Structuring an accounts receivable process is crucial for any business, but it can be difficult to find the best one since there are many different ways to set up an AR process. The most common types are the following:

Batch setup

Batch setup is a system-wide setup that will allow a company to set up a single account to collect money from all of their customers. This option is better for companies that have a lot of invoices to send out each month and want to save time and money sending out their large batches as you can send invoices quickly and easily with this option. You can save time by paying for the service upfront and then your invoices will be generated automatically.

Periodic setup

The periodic setup allows you to generate an invoice and send it to your customer on a fixed interval. For example, if someone has a monthly payment plan for one’s product, this would be the setup they would need. They would set up their customer’s billing info and department info in the system and tell it how often they want the invoice generated and sent out.

Perpetual setup

In a perpetual invoice setup, you can keep charging a customer for an item after it’s been shipped. This is the most common type of billing in the world of e-commerce. With this billing method, you keep charging customers for an order they’ve already completed.
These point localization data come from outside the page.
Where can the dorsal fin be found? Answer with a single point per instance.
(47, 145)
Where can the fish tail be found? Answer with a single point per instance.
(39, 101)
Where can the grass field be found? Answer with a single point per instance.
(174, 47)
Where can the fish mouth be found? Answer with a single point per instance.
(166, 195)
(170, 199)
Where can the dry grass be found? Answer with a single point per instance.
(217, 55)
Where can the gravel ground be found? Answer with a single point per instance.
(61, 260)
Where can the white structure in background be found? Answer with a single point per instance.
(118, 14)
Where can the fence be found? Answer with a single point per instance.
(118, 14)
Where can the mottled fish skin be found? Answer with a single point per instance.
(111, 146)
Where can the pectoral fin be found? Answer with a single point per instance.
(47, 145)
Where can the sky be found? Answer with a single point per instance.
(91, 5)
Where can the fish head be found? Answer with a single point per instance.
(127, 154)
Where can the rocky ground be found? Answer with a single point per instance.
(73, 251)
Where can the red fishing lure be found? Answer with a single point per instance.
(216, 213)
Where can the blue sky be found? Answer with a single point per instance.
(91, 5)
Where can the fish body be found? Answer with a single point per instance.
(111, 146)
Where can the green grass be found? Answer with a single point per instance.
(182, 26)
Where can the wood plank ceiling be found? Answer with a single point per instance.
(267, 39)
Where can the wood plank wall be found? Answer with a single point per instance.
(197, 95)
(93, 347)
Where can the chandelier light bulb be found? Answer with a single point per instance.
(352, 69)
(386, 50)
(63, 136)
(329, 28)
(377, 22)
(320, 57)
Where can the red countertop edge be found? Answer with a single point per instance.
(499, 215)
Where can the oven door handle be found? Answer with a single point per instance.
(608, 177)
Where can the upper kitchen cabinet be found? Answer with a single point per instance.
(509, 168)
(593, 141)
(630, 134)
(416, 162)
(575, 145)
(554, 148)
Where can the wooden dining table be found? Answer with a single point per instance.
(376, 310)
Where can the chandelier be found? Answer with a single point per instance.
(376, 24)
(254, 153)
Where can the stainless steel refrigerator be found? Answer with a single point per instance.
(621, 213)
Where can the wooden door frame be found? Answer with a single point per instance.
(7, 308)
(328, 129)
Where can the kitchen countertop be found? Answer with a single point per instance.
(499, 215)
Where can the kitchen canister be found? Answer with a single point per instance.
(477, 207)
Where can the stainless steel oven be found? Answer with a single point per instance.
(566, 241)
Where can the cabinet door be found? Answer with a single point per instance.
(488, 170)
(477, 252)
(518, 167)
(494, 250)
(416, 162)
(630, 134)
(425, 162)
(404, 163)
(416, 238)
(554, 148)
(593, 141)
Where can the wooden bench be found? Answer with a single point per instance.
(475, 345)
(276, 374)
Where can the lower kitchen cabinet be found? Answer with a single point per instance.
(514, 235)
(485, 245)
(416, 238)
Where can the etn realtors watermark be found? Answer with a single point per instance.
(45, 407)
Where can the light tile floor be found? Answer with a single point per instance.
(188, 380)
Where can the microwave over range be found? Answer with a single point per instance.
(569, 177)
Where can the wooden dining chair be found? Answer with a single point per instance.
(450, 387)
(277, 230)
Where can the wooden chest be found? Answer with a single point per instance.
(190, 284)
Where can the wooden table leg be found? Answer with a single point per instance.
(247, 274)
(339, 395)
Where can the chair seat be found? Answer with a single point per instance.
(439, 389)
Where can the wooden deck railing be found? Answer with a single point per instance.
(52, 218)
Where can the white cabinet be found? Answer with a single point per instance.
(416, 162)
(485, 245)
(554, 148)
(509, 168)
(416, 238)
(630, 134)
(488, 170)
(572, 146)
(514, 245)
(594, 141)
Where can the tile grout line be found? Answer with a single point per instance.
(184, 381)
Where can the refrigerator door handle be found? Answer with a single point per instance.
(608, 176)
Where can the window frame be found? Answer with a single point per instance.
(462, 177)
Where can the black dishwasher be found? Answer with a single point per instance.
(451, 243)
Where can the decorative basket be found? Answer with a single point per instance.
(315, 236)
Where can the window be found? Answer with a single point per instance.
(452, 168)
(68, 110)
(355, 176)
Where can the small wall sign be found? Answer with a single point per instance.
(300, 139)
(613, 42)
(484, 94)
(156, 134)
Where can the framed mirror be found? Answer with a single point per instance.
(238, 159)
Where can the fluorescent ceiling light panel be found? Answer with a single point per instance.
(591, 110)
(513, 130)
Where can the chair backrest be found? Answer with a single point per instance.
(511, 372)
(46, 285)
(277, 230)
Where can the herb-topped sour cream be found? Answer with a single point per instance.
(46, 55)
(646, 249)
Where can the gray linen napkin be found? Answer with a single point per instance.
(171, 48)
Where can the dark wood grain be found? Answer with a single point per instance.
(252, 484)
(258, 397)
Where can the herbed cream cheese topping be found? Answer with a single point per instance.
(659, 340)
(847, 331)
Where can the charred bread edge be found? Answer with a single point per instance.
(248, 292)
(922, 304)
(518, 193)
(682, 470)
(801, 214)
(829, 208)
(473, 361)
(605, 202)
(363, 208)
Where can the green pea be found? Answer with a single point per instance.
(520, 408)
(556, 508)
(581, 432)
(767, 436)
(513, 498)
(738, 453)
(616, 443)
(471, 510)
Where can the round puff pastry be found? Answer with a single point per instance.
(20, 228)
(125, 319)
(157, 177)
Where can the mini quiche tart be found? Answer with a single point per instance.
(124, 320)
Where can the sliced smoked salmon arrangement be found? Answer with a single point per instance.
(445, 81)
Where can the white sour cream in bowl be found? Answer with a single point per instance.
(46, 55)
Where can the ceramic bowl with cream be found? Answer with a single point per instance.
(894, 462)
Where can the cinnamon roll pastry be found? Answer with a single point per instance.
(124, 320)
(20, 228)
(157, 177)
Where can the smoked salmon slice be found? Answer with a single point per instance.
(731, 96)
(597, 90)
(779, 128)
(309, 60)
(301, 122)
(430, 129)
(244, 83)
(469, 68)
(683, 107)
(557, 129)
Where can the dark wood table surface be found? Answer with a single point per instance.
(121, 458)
  1. Next, you need to decide what kind of data you want your system to track. For example, do you want your system to track customers’ names or products purchased? This will determine how your system should be set up.
  2. As you get started, establish accounts receivable processes to track payments owed to the business and due dates The process should identify who is responsible for collecting on debts and how the payment will be applied.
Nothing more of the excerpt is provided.